Kann eine einzelne Zeugenaussage zur Verurteilung wegen einer Straftat führen?
Wenn nun das Gericht von der Richtigkeit der einzelnen Zeugenaussage überzeugt ist und es keine erheblichen Zweifel an der Richtigkeit der Aussage hat, kann es durchaus zu einer Verurteilung des Angeklagten kommen. Jedoch muss das Gericht gerade bei der Beurteilung der Glaubhaftigkeit dieser einzelnen Aussage bestimmte Überlegungen anstellen und für den konkreten Einzelfall eine überzeugende Begründung fertigen.
Wann führt eine einzelne Zeugenaussage zu einer Verurteilung?
Der BGH hat sich in seinem Beschluss vom 24.01.2024 (6 StR 456/23) erneut mit der seit Jahrzehnten im Strafprozess immer wieder auftauchenden Frage beschäftigt, was das Gericht zu beachten hat, wenn es aufgrund einer Zeugenaussage im Fall der Aussage gegen Aussage Konstellation, ein Urteil fällt.

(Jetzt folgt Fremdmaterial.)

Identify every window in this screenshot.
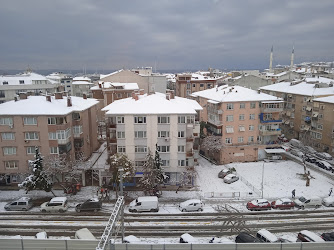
[5,161,18,169]
[73,125,83,135]
[226,115,233,122]
[135,146,147,153]
[24,132,39,140]
[226,126,234,134]
[225,138,232,144]
[117,146,126,153]
[23,117,37,125]
[134,116,146,124]
[161,160,169,167]
[50,147,59,155]
[177,160,186,167]
[158,131,169,138]
[158,146,169,153]
[2,147,16,155]
[135,131,146,138]
[49,132,57,140]
[187,115,195,123]
[177,116,186,123]
[158,116,169,124]
[26,147,36,155]
[177,146,184,153]
[116,116,124,124]
[117,131,125,139]
[226,103,233,110]
[0,117,13,125]
[177,131,184,138]
[1,132,15,141]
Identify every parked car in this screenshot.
[315,152,333,161]
[321,232,334,241]
[179,199,203,212]
[271,198,295,209]
[246,199,271,211]
[290,149,304,158]
[224,174,239,184]
[218,169,232,178]
[235,232,261,243]
[294,196,322,209]
[40,197,68,213]
[75,198,102,213]
[180,233,197,243]
[297,230,325,242]
[322,196,334,207]
[256,229,281,243]
[5,197,33,211]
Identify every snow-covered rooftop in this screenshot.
[0,72,50,85]
[260,77,334,96]
[102,93,202,115]
[192,85,282,102]
[0,96,99,115]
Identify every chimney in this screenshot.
[19,92,28,100]
[67,96,72,107]
[55,92,63,100]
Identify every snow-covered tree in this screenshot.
[18,147,53,193]
[109,154,135,190]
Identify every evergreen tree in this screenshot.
[18,147,53,193]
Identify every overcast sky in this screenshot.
[0,0,334,71]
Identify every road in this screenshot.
[0,209,334,238]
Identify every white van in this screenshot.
[256,229,280,243]
[74,228,96,240]
[294,196,322,209]
[129,196,159,212]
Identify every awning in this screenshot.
[226,127,234,134]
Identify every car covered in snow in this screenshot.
[246,199,271,211]
[322,196,334,207]
[224,174,239,184]
[4,197,33,211]
[271,198,295,209]
[179,199,203,212]
[218,168,232,178]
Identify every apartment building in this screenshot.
[310,95,334,153]
[175,73,222,98]
[260,77,334,148]
[0,71,60,103]
[0,93,99,184]
[103,91,202,185]
[192,86,283,164]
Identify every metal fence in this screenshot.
[0,239,334,250]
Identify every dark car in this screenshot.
[321,232,334,241]
[235,232,262,243]
[75,198,102,213]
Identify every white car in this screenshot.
[40,197,68,213]
[179,199,203,212]
[322,196,334,207]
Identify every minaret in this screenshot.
[290,46,295,70]
[269,45,274,73]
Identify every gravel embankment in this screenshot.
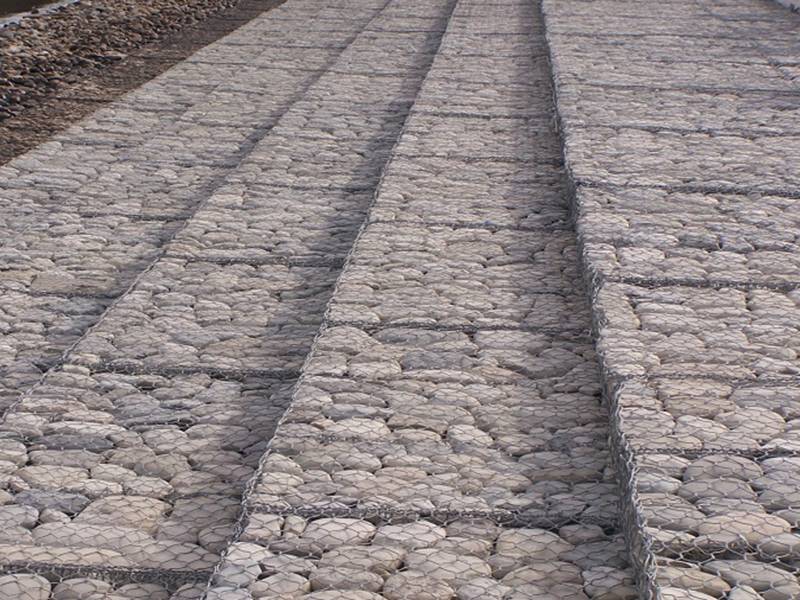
[0,0,283,164]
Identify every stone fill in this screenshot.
[543,0,800,600]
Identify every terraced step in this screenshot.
[544,0,800,600]
[207,0,635,600]
[0,1,451,599]
[0,1,394,409]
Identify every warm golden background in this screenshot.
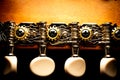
[0,0,120,25]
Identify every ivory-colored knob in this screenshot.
[30,57,55,77]
[100,58,117,77]
[3,56,17,75]
[64,57,86,77]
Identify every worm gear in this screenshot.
[15,26,29,40]
[47,26,60,41]
[79,26,93,41]
[112,27,120,40]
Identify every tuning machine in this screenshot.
[112,27,120,40]
[47,22,70,43]
[14,22,39,42]
[79,23,101,45]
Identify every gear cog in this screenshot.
[112,27,120,40]
[79,26,93,41]
[15,26,29,40]
[47,26,60,41]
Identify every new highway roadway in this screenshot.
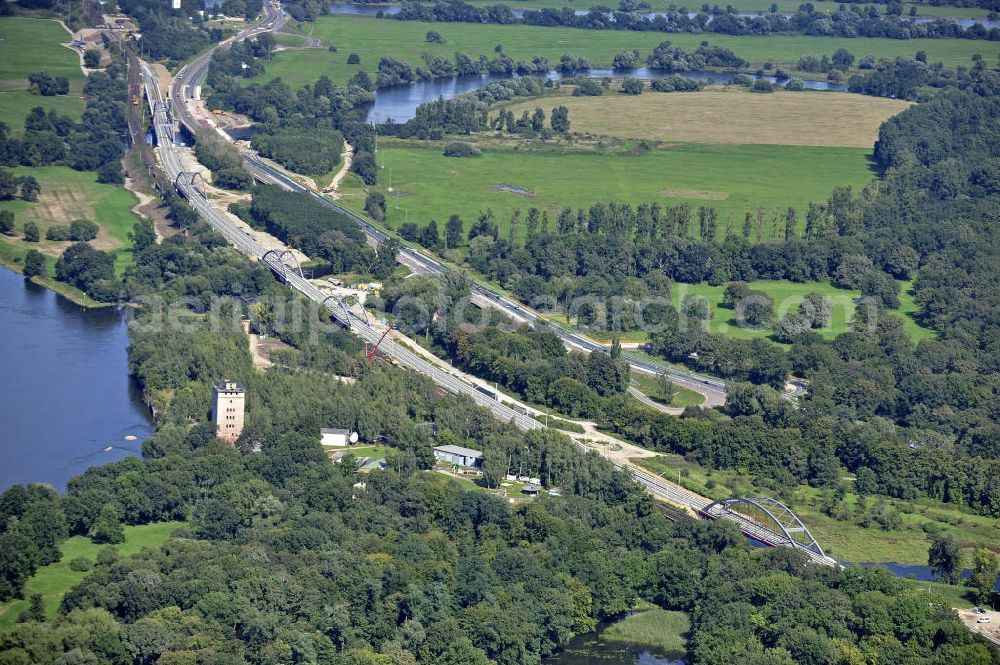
[133,5,835,565]
[162,2,726,407]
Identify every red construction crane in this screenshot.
[365,319,398,362]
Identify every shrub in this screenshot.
[69,556,94,573]
[621,78,645,95]
[444,141,483,157]
[83,48,101,69]
[24,222,41,242]
[573,79,604,97]
[24,249,48,277]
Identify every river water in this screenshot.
[0,268,153,492]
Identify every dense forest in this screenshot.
[372,81,1000,515]
[0,211,998,665]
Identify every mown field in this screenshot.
[462,0,989,18]
[635,455,1000,564]
[0,166,138,272]
[0,522,184,629]
[370,139,872,239]
[0,17,86,133]
[263,16,994,90]
[505,86,910,148]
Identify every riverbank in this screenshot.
[0,262,114,309]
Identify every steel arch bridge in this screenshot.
[174,171,208,199]
[320,294,371,328]
[260,249,305,282]
[702,497,827,559]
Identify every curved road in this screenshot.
[162,2,726,407]
[135,5,852,565]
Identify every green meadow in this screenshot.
[0,166,145,274]
[458,0,989,18]
[264,16,994,90]
[0,17,86,133]
[0,522,184,629]
[368,141,872,239]
[633,455,1000,564]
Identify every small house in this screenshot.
[434,446,483,469]
[319,428,358,447]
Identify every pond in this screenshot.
[0,268,153,492]
[542,623,684,665]
[365,67,847,123]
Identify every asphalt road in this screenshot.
[164,3,726,407]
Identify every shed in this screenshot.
[319,427,357,446]
[434,446,483,469]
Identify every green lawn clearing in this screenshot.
[0,17,86,133]
[0,166,145,275]
[370,140,873,240]
[0,522,184,629]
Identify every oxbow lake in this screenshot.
[0,268,153,492]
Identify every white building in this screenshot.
[319,428,358,447]
[434,446,483,469]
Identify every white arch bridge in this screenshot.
[699,497,838,565]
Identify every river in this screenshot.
[0,268,153,492]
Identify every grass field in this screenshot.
[0,522,184,629]
[378,139,873,234]
[0,166,144,272]
[458,0,988,18]
[601,601,691,656]
[264,16,994,90]
[0,17,86,133]
[635,455,1000,560]
[505,86,910,148]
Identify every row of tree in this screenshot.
[391,0,1000,41]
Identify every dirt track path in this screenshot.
[323,141,354,200]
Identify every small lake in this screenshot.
[365,67,847,122]
[542,622,684,665]
[0,268,153,492]
[858,563,972,582]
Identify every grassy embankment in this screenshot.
[632,372,705,409]
[0,166,145,275]
[344,88,906,240]
[601,601,691,658]
[504,86,910,149]
[368,141,872,239]
[0,17,86,134]
[460,0,989,18]
[0,522,184,629]
[264,16,992,90]
[635,455,1000,568]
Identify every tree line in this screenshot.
[387,0,1000,41]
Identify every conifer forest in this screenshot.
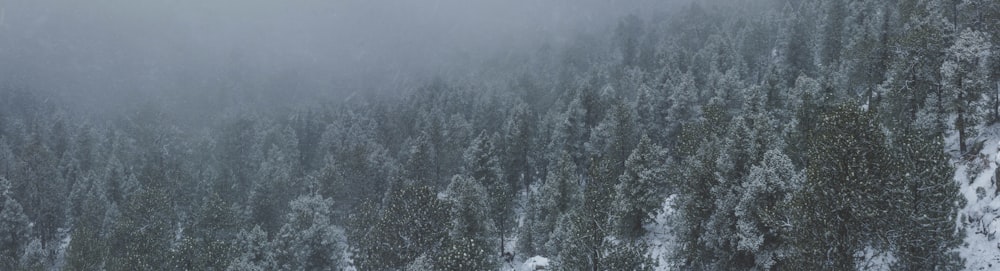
[0,0,1000,271]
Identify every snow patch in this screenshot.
[521,256,549,271]
[955,126,1000,270]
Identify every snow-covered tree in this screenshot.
[735,149,804,270]
[0,177,31,270]
[612,136,667,239]
[274,195,343,270]
[791,104,900,270]
[226,226,278,271]
[941,29,993,154]
[434,175,500,270]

Der BGH hatte über einen Fall zu entscheiden, in dem das Landgericht Frankfurt (Oder) die Glaubhaftigkeit einer Zeugenaussage nur deshalb annahm, weil der Zeuge „konstant“ bzw. „hochkonstant“ aussagte. Der BGH stellte fest, dass dies als Begründung für den Schuldspruch nicht genüge.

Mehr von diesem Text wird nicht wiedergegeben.